Artemas Ward House and Museum
Shrewsbury's most famous resident is Artemas Ward, the first commander-in-chief of the American Revolution. Ward was a man of many hats, literally and figuratively, as he worked as a justice of the peace, Worcester County chief justice, president of the Executive Council in the Massachusetts Senate, and Speaker of the House in the Massachusetts Senate. In addition to his many military duties, Ward was commander-in-chief of one the Revolutionary War's most important battles, the Battle of Bunker Hill. After the heroic stand at Bunker Hill and the evacuation of the British from Boston, Ward returned to Shrewsbury full-time where he lived the rest of his life.
The Ward family lived in the Artemas Ward House from 1718 until 1925, when the property was given to Harvard University. Artemas Ward received both bachelor's and master's degrees from Harvard. The house displays an array of family heirlooms from walking sticks to Windsor chairs, and it tells a story of simpler times where there was no running water or electricity. The house is magnificently maintained, and many of the artifacts such as cribs, tubs, bandboxes for storage, and even Ward's traveling liquor chest are in excellent condition. Photographs dating back to 1867, and 18th-century paintings have been restored to tell the many stories that occurred over 200 years. There are 14 rooms in all and the simple, yet classic, design of the home allows visitors to appreciate how the family made the most out of every interior space.
The barn served as a dairy farm from the 19th century well into the 20th, and is a rare example of a barn preserved as part of a museum. The structure was actually two barns combined into one and was fully restored in 2004. It still holds numerous antique farm tools and vehicles. The Ward House and Museum is a tribute to one of America's most important historical figures, and its classic, sturdy, simple construction has stood the tests of time and the elements while maintaining its Colonial charm.

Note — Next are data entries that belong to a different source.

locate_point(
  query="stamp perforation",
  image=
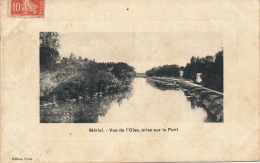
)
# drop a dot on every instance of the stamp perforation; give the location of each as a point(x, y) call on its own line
point(24, 16)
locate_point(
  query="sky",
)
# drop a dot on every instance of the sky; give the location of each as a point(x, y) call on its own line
point(141, 50)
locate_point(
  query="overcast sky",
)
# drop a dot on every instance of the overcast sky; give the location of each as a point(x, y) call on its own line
point(141, 50)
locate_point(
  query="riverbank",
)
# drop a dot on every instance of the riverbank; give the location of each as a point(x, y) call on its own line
point(210, 100)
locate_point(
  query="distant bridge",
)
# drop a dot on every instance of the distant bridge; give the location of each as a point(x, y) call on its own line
point(140, 75)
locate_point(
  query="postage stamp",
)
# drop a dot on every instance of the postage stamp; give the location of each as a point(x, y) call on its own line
point(27, 8)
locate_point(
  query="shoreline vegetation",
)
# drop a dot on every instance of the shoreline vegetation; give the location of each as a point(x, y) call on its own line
point(67, 80)
point(201, 80)
point(209, 100)
point(71, 79)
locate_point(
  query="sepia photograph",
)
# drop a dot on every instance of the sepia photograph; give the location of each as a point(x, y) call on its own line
point(124, 77)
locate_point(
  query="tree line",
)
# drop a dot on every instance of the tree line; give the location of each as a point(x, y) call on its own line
point(74, 77)
point(210, 67)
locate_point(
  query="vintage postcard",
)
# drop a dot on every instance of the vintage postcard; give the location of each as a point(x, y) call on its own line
point(129, 81)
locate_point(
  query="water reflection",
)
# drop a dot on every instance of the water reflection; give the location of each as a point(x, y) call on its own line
point(210, 104)
point(84, 110)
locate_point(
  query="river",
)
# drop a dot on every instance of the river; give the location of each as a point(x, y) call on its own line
point(145, 102)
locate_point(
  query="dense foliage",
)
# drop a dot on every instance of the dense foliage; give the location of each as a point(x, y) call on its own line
point(166, 70)
point(71, 78)
point(211, 68)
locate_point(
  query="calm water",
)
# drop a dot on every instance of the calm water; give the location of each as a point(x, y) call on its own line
point(147, 101)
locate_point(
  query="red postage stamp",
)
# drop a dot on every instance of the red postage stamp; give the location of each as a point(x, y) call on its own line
point(27, 8)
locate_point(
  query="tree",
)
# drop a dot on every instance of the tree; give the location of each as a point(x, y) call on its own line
point(49, 55)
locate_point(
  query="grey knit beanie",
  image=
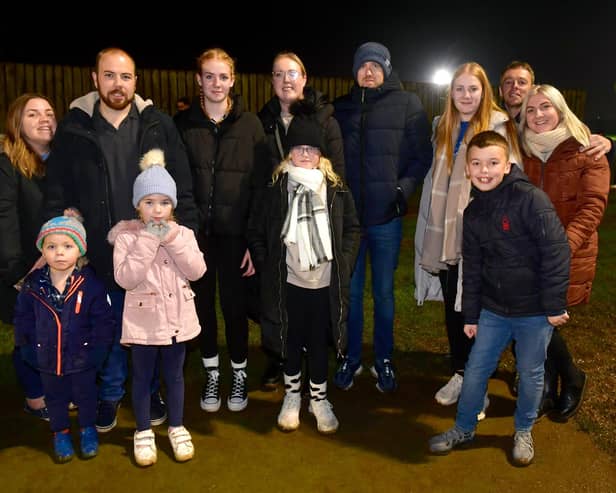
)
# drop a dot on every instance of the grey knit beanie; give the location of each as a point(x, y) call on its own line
point(372, 52)
point(154, 178)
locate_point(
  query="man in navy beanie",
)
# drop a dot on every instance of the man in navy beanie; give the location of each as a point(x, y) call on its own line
point(387, 152)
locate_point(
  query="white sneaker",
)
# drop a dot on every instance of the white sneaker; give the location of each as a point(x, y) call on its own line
point(323, 412)
point(449, 393)
point(144, 447)
point(523, 448)
point(486, 402)
point(288, 418)
point(181, 442)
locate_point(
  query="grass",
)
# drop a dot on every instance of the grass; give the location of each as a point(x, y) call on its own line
point(421, 341)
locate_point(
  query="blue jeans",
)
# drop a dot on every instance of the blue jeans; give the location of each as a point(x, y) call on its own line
point(383, 243)
point(114, 371)
point(495, 332)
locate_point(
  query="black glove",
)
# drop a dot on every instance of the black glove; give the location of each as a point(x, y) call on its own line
point(402, 205)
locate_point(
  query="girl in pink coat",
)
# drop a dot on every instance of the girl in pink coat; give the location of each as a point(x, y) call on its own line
point(154, 259)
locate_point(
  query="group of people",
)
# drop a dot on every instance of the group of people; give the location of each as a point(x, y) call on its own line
point(175, 213)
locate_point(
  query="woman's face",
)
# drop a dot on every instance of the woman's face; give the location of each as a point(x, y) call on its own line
point(215, 80)
point(38, 123)
point(305, 156)
point(466, 91)
point(288, 80)
point(541, 115)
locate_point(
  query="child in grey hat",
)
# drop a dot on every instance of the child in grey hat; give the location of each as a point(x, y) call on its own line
point(154, 260)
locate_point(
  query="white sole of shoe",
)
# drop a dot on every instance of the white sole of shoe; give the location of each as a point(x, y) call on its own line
point(236, 407)
point(210, 408)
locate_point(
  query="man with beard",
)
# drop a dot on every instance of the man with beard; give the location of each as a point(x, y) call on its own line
point(91, 170)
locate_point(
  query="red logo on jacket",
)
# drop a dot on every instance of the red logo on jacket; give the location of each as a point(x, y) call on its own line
point(505, 223)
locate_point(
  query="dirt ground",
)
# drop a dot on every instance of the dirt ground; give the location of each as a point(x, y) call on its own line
point(381, 446)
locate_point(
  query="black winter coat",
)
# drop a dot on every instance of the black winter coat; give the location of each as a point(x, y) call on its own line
point(515, 252)
point(222, 160)
point(269, 254)
point(78, 176)
point(21, 201)
point(386, 145)
point(324, 114)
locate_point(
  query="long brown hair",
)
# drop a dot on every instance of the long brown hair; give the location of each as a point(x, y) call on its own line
point(25, 159)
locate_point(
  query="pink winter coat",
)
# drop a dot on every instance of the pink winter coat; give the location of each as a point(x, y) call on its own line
point(159, 308)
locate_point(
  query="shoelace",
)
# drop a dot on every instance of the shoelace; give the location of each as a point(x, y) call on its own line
point(238, 387)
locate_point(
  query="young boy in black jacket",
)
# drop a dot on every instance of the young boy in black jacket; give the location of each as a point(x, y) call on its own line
point(515, 278)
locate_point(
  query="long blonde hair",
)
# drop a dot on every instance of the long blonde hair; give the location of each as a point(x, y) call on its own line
point(480, 121)
point(325, 165)
point(25, 159)
point(576, 128)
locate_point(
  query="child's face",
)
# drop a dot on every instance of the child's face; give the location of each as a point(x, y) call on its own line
point(155, 207)
point(487, 166)
point(305, 156)
point(60, 252)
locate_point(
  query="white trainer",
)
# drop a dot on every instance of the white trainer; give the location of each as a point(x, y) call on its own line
point(323, 412)
point(288, 418)
point(181, 442)
point(144, 447)
point(449, 393)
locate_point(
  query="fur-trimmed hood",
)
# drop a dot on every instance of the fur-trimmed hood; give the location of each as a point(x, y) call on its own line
point(86, 103)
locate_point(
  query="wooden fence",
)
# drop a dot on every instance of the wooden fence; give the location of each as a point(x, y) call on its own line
point(62, 84)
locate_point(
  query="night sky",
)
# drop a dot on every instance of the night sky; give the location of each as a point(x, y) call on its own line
point(567, 47)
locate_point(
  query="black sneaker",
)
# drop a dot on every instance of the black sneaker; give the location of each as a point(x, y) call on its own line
point(158, 409)
point(210, 394)
point(238, 400)
point(107, 415)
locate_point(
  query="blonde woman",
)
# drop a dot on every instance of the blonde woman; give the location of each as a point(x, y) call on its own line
point(29, 129)
point(470, 109)
point(304, 241)
point(578, 185)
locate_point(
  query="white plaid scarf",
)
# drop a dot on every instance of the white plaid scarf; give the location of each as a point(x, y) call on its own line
point(307, 221)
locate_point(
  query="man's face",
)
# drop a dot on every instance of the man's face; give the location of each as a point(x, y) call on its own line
point(370, 74)
point(515, 86)
point(115, 80)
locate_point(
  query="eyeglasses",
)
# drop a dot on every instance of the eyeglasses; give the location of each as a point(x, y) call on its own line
point(292, 75)
point(311, 151)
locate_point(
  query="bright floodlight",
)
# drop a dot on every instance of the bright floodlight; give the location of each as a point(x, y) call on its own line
point(441, 77)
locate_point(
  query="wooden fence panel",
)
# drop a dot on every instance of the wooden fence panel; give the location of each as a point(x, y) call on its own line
point(62, 84)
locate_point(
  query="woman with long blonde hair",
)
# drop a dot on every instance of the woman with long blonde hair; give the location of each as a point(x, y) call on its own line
point(470, 109)
point(30, 127)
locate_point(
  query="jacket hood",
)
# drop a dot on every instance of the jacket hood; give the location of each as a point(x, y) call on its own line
point(130, 225)
point(86, 103)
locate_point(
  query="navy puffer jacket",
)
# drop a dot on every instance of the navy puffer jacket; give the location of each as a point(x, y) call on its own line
point(387, 145)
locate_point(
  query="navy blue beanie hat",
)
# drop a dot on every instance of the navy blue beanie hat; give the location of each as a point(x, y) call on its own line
point(372, 52)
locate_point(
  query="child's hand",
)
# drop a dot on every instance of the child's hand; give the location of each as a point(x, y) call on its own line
point(557, 320)
point(470, 330)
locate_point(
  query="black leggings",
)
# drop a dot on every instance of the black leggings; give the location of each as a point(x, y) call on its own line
point(459, 344)
point(308, 316)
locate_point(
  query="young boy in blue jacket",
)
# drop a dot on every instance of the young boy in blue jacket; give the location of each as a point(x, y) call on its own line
point(64, 327)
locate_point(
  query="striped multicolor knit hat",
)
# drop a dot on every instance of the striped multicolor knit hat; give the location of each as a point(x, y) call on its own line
point(65, 226)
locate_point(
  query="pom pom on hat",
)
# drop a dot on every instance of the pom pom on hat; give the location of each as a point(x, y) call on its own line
point(372, 52)
point(64, 225)
point(154, 178)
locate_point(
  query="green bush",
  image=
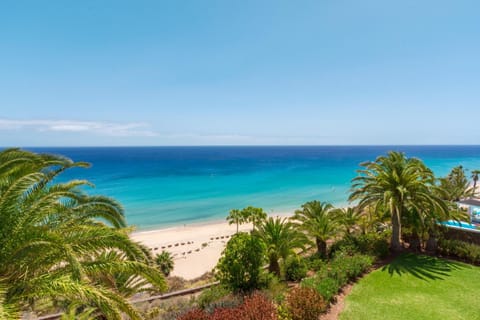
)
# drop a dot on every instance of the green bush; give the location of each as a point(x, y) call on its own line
point(342, 269)
point(305, 304)
point(315, 263)
point(239, 268)
point(326, 287)
point(375, 244)
point(295, 269)
point(211, 295)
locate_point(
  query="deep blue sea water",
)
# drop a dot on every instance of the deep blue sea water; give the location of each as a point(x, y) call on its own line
point(165, 186)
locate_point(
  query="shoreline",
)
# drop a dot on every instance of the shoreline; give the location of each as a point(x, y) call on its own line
point(195, 247)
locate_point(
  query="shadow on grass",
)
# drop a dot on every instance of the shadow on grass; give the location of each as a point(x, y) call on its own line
point(421, 266)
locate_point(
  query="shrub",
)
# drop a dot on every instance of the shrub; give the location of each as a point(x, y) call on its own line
point(375, 244)
point(295, 269)
point(229, 301)
point(326, 287)
point(343, 268)
point(258, 307)
point(211, 295)
point(315, 263)
point(305, 304)
point(195, 314)
point(239, 268)
point(227, 314)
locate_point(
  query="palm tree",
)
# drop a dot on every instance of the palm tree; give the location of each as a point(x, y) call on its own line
point(235, 216)
point(475, 174)
point(60, 245)
point(165, 262)
point(397, 184)
point(281, 239)
point(320, 221)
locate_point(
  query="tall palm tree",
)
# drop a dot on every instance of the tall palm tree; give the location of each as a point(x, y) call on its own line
point(60, 245)
point(320, 221)
point(397, 184)
point(475, 174)
point(281, 239)
point(235, 216)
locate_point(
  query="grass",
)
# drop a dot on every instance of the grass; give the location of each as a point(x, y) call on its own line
point(416, 287)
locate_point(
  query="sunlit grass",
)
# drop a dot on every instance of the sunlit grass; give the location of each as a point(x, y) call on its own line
point(416, 287)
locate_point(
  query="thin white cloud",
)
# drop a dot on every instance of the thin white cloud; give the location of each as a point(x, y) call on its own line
point(102, 128)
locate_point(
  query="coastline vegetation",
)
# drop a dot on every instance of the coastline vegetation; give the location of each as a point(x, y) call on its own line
point(64, 250)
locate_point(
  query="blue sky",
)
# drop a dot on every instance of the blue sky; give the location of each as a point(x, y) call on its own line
point(239, 72)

Across from the Ward House is Dean Park, a large, clean, well-maintained park with numerous outdoor recreation opportunities for visitors of all ages. Dean Park also played a significant role in history as Artemas Ward lived on the grounds as a child. Baseball, tennis, basketball, walking trails, fishing, picnicking and cross- country skiing are all available to visitors. The park provides an oasis in which to read a book under the shade of a tree, or run the mile-long loop through a wooded wilderness. The signature attraction at Dean Park is the fountains. The fountains were a gift from the Donahue family of Shrewsbury, and they put on quite a synchronized show, especially when colored lights accompany the spouting water. Patriotic, popular or classical music plays on 91.7 FM, for viewers to listen to while watching the show.

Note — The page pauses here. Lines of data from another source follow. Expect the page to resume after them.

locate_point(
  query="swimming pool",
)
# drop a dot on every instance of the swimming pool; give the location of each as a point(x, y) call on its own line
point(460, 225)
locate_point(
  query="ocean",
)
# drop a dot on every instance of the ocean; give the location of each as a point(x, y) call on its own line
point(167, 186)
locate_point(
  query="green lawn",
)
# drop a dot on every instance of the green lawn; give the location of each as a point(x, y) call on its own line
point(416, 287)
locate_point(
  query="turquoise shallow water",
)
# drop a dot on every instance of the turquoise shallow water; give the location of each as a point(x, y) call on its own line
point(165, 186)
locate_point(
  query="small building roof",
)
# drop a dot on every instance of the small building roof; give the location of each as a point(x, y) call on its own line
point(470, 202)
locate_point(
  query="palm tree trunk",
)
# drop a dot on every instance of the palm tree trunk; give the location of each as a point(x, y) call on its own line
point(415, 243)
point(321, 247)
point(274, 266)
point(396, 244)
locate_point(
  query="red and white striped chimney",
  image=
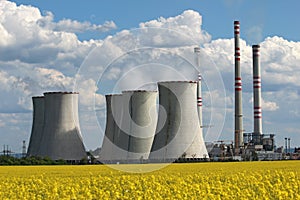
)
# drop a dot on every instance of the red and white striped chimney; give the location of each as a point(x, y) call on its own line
point(257, 91)
point(238, 131)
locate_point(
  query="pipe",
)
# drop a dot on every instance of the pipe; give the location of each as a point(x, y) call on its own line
point(238, 131)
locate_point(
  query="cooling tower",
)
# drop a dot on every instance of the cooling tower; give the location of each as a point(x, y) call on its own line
point(139, 122)
point(115, 142)
point(178, 133)
point(238, 131)
point(257, 92)
point(61, 133)
point(37, 126)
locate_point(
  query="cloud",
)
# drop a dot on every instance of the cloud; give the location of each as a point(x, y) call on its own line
point(254, 34)
point(188, 24)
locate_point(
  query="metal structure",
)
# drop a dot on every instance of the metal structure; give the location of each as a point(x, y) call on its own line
point(257, 93)
point(178, 133)
point(61, 138)
point(238, 131)
point(37, 126)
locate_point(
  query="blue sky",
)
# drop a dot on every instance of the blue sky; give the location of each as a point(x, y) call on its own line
point(273, 17)
point(46, 45)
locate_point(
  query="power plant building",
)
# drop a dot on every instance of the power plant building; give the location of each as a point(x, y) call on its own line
point(238, 108)
point(257, 91)
point(178, 133)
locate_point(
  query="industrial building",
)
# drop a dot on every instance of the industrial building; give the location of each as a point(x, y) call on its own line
point(60, 137)
point(137, 130)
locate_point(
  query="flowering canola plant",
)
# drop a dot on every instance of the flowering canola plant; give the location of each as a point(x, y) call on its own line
point(238, 180)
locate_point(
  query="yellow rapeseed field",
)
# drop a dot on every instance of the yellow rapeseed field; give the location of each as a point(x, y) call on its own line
point(240, 180)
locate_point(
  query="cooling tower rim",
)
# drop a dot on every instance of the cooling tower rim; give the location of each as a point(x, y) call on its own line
point(177, 82)
point(197, 50)
point(37, 97)
point(135, 91)
point(109, 95)
point(46, 93)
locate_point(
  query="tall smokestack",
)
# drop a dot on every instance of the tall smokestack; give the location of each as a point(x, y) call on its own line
point(257, 91)
point(238, 131)
point(199, 91)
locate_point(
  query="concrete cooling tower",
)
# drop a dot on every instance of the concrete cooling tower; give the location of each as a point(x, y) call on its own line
point(130, 126)
point(37, 126)
point(115, 142)
point(61, 137)
point(178, 133)
point(139, 122)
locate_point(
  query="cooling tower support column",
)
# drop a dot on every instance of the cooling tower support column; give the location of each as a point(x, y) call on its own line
point(61, 133)
point(238, 129)
point(37, 126)
point(257, 92)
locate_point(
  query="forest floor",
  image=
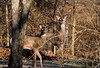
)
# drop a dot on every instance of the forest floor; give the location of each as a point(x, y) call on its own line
point(48, 62)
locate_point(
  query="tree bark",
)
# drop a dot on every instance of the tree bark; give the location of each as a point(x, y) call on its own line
point(20, 12)
point(7, 23)
point(73, 31)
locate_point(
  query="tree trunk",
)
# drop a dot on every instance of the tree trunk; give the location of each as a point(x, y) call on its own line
point(7, 23)
point(73, 31)
point(20, 12)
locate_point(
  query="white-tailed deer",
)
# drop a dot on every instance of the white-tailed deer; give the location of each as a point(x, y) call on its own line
point(35, 43)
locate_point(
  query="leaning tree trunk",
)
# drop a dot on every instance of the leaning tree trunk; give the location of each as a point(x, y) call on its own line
point(7, 23)
point(20, 11)
point(73, 31)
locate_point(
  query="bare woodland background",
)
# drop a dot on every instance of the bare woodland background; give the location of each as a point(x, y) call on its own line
point(87, 26)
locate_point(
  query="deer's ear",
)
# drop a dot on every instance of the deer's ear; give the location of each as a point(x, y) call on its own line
point(64, 19)
point(58, 18)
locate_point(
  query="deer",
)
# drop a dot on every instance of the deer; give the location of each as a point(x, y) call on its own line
point(36, 43)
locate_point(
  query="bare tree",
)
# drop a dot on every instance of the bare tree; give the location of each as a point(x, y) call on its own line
point(20, 11)
point(7, 22)
point(73, 31)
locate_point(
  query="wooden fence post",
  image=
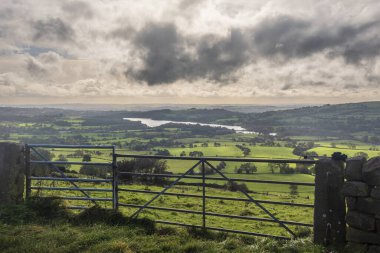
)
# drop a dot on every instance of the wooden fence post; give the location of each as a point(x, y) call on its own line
point(330, 210)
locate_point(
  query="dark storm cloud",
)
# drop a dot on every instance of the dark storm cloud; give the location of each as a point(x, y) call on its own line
point(53, 29)
point(293, 38)
point(167, 58)
point(78, 9)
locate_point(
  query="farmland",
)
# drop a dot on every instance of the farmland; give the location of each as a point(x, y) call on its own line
point(58, 126)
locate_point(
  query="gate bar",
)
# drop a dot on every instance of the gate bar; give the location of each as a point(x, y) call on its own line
point(254, 201)
point(219, 198)
point(224, 230)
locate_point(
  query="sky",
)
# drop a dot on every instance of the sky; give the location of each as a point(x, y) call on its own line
point(189, 51)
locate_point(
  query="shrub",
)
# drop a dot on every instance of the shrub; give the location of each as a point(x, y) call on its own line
point(48, 207)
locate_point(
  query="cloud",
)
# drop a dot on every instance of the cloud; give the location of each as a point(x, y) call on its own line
point(203, 48)
point(293, 37)
point(168, 56)
point(78, 9)
point(52, 29)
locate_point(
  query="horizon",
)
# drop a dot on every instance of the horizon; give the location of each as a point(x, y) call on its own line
point(189, 52)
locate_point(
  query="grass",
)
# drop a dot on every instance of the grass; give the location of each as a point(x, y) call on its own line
point(94, 231)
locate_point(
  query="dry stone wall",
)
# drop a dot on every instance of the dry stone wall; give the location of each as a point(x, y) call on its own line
point(362, 192)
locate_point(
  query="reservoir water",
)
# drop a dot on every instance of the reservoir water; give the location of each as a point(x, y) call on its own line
point(156, 123)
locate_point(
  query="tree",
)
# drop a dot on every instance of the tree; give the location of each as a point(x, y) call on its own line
point(163, 152)
point(293, 189)
point(248, 168)
point(86, 158)
point(62, 158)
point(272, 167)
point(362, 154)
point(149, 166)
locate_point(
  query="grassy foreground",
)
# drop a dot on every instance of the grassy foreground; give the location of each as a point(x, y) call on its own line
point(43, 226)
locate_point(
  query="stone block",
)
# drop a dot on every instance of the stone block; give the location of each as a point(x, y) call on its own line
point(351, 203)
point(355, 189)
point(361, 221)
point(355, 248)
point(375, 192)
point(354, 166)
point(368, 205)
point(371, 171)
point(356, 235)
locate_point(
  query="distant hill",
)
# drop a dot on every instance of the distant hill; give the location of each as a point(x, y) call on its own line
point(354, 119)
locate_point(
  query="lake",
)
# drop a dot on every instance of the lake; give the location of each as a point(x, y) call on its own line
point(156, 123)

Shrewsbury not only offers shopping and dining opportunities downtown, but it's also a great area to view historical landmarks. Visitors can see the 1830 Schoolhouse, now home to the Shrewsbury Historical Society; in addition to a schoolhouse, the building also served as a temporary police station, a home to Civil War veterans, and a lecture hall. The cemetery contains the graves of Artemas Ward and Civil War Union Army Officer Charles Edward Hapgood. Drive along Main Street, Prospect Street, Grafton Street and notice beautifully maintained historic homes that demonstrate the classic construction of the Colonial era.